Потому и сижу вот тут сегодня, щурюсь сквозь туман, продаю свои травки. Слушаю, как город дышит в ожидании. Всякий просит: "Дай на счастье, дай на удачу, дай на память…" А я знаю: ни счастье, ни удача не помогут тому, кто врет сам себе.

Скоро зазвонят колокола Солнцестояния. Кто-то решится ступить за порог, кто-то так и останется за закрытой дверью – навсегда чужой в этом городе, как все мы. А Библиотека посмотрит на новых пришедших вполглаза, хорошо ли они помнят, ради чего сюда пришли… И начнётся новый рассказ для старых стен Калмариса.

А может, и не стоит мне верить – что мне, бабке-торговке, знать? Всё дорога да прилавок мой дом, то продаю, то обмениваю, то рассказ какой-придуманный подброшу. Но уж в этом-то деле каждый свою выгоду найдёт!

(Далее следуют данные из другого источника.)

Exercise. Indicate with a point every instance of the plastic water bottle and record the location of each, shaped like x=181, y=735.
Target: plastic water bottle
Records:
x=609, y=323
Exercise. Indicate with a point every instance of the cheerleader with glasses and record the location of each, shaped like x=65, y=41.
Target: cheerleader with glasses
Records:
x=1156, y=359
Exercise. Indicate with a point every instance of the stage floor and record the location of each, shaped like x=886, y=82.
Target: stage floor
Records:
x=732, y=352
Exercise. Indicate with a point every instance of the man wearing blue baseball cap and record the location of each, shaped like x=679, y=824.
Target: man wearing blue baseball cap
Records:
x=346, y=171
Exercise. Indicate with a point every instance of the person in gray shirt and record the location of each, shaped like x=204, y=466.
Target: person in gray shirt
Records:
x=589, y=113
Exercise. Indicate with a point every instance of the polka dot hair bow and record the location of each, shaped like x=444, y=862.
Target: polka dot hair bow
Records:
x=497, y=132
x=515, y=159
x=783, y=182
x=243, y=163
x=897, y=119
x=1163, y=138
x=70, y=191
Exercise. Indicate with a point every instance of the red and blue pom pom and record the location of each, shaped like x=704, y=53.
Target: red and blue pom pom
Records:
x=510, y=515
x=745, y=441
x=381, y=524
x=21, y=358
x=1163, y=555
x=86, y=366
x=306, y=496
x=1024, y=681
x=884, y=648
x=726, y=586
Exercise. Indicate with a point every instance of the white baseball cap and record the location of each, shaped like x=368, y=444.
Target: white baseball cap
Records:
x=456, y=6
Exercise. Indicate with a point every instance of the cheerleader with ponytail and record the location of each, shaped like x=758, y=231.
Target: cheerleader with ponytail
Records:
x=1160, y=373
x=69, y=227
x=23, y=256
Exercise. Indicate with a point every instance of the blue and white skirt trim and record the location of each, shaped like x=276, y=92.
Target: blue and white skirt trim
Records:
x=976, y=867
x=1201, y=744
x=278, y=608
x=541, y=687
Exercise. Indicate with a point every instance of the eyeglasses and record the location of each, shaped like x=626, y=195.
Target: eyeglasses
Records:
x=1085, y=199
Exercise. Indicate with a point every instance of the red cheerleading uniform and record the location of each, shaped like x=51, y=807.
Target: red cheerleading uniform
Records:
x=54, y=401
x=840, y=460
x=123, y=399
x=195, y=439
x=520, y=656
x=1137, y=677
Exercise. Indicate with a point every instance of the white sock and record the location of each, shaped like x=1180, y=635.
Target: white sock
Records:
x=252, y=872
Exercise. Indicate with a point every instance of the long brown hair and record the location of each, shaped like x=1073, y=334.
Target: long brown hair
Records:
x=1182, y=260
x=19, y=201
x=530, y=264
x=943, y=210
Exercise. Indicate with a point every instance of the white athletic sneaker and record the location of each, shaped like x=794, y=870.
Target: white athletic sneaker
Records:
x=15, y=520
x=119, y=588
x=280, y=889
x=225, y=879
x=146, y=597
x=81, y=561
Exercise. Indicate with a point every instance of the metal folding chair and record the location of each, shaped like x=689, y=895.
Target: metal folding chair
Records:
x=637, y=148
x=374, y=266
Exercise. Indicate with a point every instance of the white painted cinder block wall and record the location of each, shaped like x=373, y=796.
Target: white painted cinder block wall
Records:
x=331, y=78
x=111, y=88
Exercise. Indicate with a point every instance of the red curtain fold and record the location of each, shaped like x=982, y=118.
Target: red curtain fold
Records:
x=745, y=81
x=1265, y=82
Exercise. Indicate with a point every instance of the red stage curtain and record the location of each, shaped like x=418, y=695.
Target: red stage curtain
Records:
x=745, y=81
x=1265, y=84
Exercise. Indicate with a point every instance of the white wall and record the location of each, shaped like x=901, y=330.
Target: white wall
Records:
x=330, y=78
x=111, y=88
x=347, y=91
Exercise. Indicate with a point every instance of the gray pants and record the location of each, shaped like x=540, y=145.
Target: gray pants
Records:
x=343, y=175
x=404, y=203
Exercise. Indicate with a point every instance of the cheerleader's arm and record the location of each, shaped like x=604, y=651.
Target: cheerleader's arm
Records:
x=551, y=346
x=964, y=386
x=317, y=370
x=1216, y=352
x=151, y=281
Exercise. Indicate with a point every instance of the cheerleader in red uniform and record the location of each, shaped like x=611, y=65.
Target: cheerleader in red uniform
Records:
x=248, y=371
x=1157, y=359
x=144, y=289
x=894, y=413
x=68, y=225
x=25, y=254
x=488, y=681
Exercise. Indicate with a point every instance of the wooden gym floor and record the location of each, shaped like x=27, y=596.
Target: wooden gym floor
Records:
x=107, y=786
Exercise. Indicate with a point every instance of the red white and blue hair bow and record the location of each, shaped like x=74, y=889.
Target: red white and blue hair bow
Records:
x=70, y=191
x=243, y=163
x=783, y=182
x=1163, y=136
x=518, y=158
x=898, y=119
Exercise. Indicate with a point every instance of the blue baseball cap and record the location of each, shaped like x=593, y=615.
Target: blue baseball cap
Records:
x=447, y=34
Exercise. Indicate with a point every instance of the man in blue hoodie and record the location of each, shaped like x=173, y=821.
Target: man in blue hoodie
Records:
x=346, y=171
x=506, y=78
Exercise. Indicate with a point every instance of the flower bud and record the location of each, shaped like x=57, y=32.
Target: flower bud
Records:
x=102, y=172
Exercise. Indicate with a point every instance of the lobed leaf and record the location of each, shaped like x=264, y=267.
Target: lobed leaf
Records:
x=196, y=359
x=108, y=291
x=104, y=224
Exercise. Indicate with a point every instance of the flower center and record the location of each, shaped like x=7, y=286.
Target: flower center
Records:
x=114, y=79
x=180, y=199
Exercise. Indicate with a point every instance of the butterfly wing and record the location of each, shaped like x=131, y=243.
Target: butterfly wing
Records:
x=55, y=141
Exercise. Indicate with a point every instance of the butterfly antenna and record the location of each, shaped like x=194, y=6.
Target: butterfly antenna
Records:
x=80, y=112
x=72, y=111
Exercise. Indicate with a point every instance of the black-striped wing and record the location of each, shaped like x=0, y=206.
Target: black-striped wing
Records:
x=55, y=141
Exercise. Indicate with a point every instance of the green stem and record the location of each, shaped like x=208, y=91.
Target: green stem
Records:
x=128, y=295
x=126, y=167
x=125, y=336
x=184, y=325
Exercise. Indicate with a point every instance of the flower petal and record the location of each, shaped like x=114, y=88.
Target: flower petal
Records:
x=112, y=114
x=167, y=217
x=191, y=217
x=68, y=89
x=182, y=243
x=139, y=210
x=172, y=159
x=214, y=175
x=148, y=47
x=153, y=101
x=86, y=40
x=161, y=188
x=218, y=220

Ну, что, будете травяного чая на сон грядущий? Или ждёте, что сегодня туман принесёт новую историю?

Глава 1 – Белая Мантия

В одной из спален стражей Библиотеки Слова, которую многие называли Великой Библиотекой, сегодня царила наполненная магией тишина. Потолки уходили ввысь, словно скрывая в себе звёзды, а стены были до отказа заставлены полками с древними книгами, каждая из которых хранила свои тайны. Напротив большого стрельчатого окна, за полупрозрачными шторами цвета ночного неба, стояла кровать с мягким изголовьем, укрытая тёмным покрывалом. Светильники в виде витых сфер свисали с потолка, отбрасывая по комнате причудливые блики и золотистые отблески. Повсюду были разбросаны книги – открытые на загадочных страницах, будто хозяйка только что покинула их в спешке.

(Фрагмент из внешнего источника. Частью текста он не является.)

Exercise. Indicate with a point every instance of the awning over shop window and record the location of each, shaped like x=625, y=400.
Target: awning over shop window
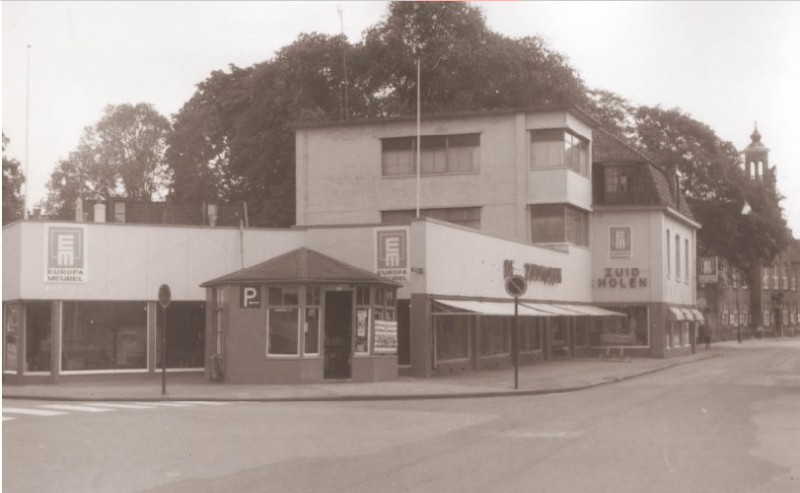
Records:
x=591, y=311
x=677, y=314
x=527, y=309
x=493, y=308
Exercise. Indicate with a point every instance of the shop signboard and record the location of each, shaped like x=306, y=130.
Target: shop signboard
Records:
x=385, y=337
x=709, y=270
x=620, y=246
x=65, y=260
x=392, y=257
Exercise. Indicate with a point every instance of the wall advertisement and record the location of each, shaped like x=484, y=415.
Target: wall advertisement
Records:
x=392, y=253
x=385, y=337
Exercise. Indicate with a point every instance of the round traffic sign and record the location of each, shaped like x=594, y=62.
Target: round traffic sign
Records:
x=516, y=286
x=164, y=296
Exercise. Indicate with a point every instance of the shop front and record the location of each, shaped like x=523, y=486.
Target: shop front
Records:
x=301, y=317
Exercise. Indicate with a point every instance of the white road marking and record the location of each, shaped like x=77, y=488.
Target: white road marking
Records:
x=31, y=412
x=116, y=405
x=165, y=404
x=70, y=407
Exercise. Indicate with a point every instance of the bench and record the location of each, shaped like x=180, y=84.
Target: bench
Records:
x=615, y=353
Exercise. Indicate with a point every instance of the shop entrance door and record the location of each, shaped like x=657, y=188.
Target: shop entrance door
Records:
x=338, y=333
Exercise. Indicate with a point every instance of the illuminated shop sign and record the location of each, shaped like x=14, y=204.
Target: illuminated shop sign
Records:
x=621, y=277
x=66, y=254
x=534, y=272
x=392, y=256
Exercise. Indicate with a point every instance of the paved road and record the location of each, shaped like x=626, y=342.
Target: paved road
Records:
x=727, y=424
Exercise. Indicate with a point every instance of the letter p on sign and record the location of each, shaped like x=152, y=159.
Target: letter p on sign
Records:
x=251, y=297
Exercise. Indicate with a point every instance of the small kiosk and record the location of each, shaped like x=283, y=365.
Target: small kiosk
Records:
x=301, y=317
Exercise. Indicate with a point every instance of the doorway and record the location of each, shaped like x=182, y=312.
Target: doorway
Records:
x=338, y=333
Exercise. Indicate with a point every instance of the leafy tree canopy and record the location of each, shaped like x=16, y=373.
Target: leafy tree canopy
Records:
x=13, y=202
x=122, y=155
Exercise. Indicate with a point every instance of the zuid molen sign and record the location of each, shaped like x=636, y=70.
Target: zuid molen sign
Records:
x=65, y=260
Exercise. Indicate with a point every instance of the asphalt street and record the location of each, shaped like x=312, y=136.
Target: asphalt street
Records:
x=725, y=424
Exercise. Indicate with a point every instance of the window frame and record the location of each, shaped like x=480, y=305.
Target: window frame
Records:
x=430, y=145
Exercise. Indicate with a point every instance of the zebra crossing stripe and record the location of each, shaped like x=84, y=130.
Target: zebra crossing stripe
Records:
x=70, y=407
x=116, y=405
x=164, y=404
x=31, y=412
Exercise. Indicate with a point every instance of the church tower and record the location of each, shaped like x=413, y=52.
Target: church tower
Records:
x=756, y=158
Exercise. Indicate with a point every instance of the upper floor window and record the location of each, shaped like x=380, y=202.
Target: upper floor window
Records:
x=469, y=217
x=617, y=181
x=559, y=223
x=558, y=148
x=439, y=154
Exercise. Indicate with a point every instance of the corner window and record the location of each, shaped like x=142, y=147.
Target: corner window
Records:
x=439, y=154
x=617, y=183
x=559, y=223
x=558, y=148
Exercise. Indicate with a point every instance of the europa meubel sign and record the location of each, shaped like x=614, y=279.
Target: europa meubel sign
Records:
x=65, y=260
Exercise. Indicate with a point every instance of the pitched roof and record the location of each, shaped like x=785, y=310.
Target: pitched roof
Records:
x=651, y=182
x=301, y=266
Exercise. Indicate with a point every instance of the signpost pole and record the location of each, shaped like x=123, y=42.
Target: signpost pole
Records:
x=516, y=343
x=164, y=297
x=163, y=350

Рагана опять проснулась до рассвета – сердце колотилось между рёбрами, словно ворона поймали в клетке. Беспокойство ныло в висках, и от сна в памяти не осталось ни клочка. Вот уже три года, как она принесла Библиотеке обет забвения: мир до этих стен растворился, как чернила в воде. В неё не верилось, но обыденность лгала крепко: каждый день здесь был чужим, будто её жизнь шла на втором плане.

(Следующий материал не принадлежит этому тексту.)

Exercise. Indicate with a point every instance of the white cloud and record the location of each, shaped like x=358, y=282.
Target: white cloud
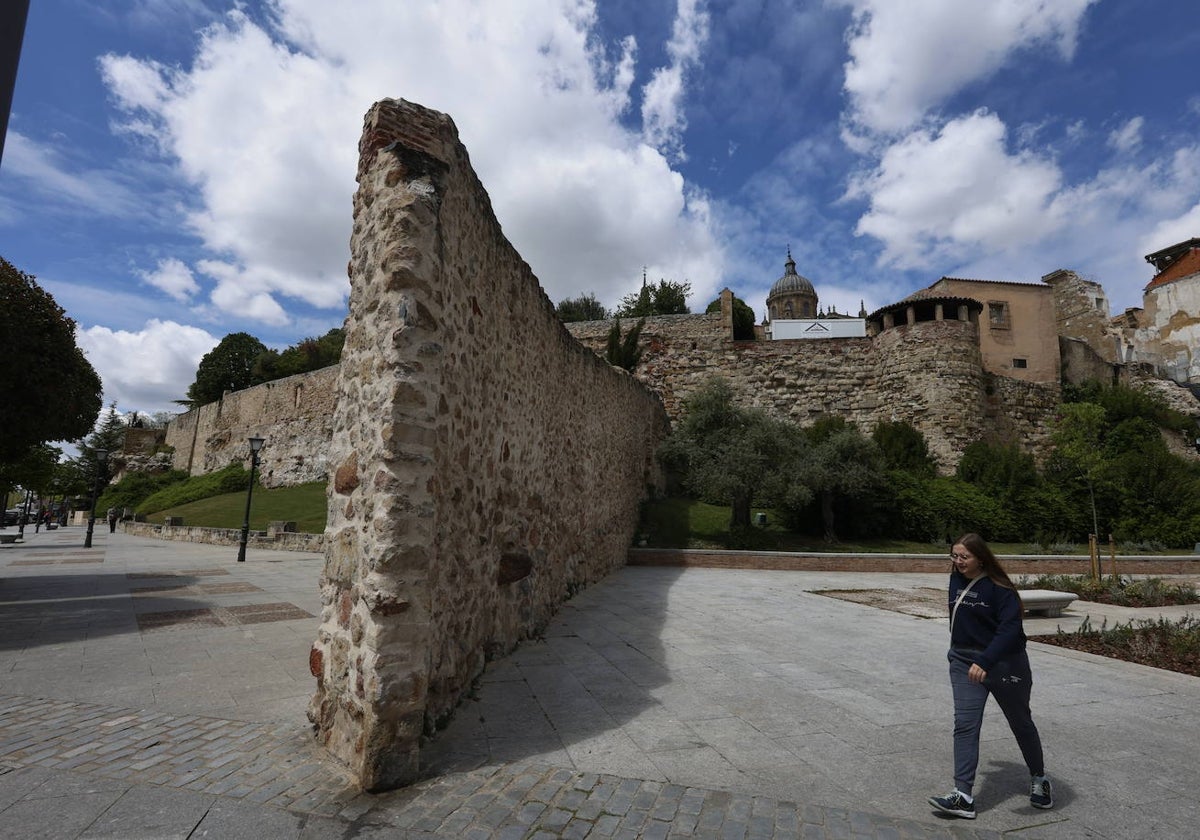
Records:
x=149, y=369
x=265, y=124
x=936, y=195
x=905, y=59
x=173, y=277
x=47, y=172
x=663, y=117
x=1128, y=136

Сегодня было не до привычной рутины.  Девушка натянула белоснежную мантию для инициации – слишком новую, резкую и чужую, – ладони вспотели. Инициация Хранительницы Жизни. Древний ритуал который посвящал избранного стража Бибилиотеки в ее таинства и секретные искусства. Хранительница Жизни. Тот, кому доверяют возвращать дыхание старым книгам. Тот, кто ступает по самым закрытым и опасным этажам, куда мало кто осмеливается.

Зудящее ощущение «не на своём месте» оказалось знакомым призраком – давно приручённым, но от этого не менее навязчивым. Пальцы сжали подол мантии до белых костяшек – словно в складках можно отыскать ускользающую опору. Где-то в груди нехотя растекалась тяжесть, такая похожая на пустоту, что приходит после потерь.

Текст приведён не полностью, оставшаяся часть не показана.